Any experience with implementing such a server yourself? I have actually done that already and it works pretty well (based on Tomcat & NIO) but I haven't had the time yet to actually set up a large load test environment (partially because this is still a fallback solution, I'd prefer a battle hardened msg server). Any experience to how many users you get per GB? Any hard limits?
My architecture also allows to fragment the msg servers, but I'd like to maximize the concurrent connections because the msg processing CPU overhead is minimal.
I have meanwhile implemented my own message server using netty.io. Netty makes use of Java NIO and scales extremely well. For idle connections I get a memory footprint of 500 bytes per connection. I am doing only very simple message forwarding (no caching, storage or other fancy stuff) but with that am easily getting 1000 - 1500 msg / sec (each half a KB) on the small amazon instance (1ECU / 1.6GB).
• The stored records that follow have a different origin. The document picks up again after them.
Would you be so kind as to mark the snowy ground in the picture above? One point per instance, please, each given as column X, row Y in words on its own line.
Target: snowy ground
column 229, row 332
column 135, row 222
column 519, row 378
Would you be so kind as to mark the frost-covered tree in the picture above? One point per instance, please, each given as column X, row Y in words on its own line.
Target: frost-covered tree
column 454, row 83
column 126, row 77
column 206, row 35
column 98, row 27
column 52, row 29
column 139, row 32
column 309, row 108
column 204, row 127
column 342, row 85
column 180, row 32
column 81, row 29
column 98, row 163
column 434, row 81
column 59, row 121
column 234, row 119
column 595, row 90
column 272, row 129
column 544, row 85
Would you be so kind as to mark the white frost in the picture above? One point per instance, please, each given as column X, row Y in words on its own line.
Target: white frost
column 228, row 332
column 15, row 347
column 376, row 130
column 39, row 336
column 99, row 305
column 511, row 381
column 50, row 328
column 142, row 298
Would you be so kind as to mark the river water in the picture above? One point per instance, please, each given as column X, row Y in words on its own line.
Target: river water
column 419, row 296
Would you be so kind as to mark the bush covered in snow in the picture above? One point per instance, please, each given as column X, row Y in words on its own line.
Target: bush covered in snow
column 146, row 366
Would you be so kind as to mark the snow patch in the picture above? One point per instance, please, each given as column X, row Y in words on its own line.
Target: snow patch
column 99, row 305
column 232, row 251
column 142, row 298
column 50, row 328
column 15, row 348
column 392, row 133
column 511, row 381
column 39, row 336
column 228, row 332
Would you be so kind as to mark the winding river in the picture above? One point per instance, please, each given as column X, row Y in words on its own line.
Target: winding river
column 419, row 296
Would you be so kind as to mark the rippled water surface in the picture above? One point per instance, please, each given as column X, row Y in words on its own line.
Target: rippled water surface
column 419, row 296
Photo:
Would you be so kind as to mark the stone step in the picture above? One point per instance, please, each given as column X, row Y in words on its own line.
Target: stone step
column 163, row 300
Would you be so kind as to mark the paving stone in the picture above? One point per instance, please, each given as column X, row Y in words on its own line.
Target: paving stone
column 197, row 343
Otherwise if you are looking for a (paid) service then I can recommend spire.io (they do not charge for connections but have a higher price per message) or pubnub (they do charge for connections but are cheaper per message).
You have to look more in architecture of making such environment.
First of all, if you will write sockets management by yourself, then don't use Thread per Client Socket. Use Asynchronous methods for receiving and sending data.
WebSockets might be too heavy if your messages are small. Because it implements framing, which has to be applied to each message for each socket individually (caching can be used for different versions of WebSockets protocols), that makes them slower to process both directions: for receive and for send, especially because of data masking.
It is possible to create millions of sockets, but only most advanced technologies are capable to do so. Erlang is able to handle millions connections, and is pretty scalable.
If you would like to have millions of connections using other higher level technologies, then you need to think about clustering of what you are trying to accomplish.
For example using gateway server that will keep track of all processing servers. And have data of them (IP, ports, load (if it will be one internal network, firewalling and port forwarding might be handy here).
Client software connects to that gateway server, gateway server checks the least loaded server and sends ip and port to client. Client creates connection directly to working server using provided address.
That way you will have gateway which as well can handle authorization, and wont hold connections for long, so one of them might be enough. And many workers that are doing publishing of data and keeping connections.
This is very related to your needs, and might not be suitable for your solutions.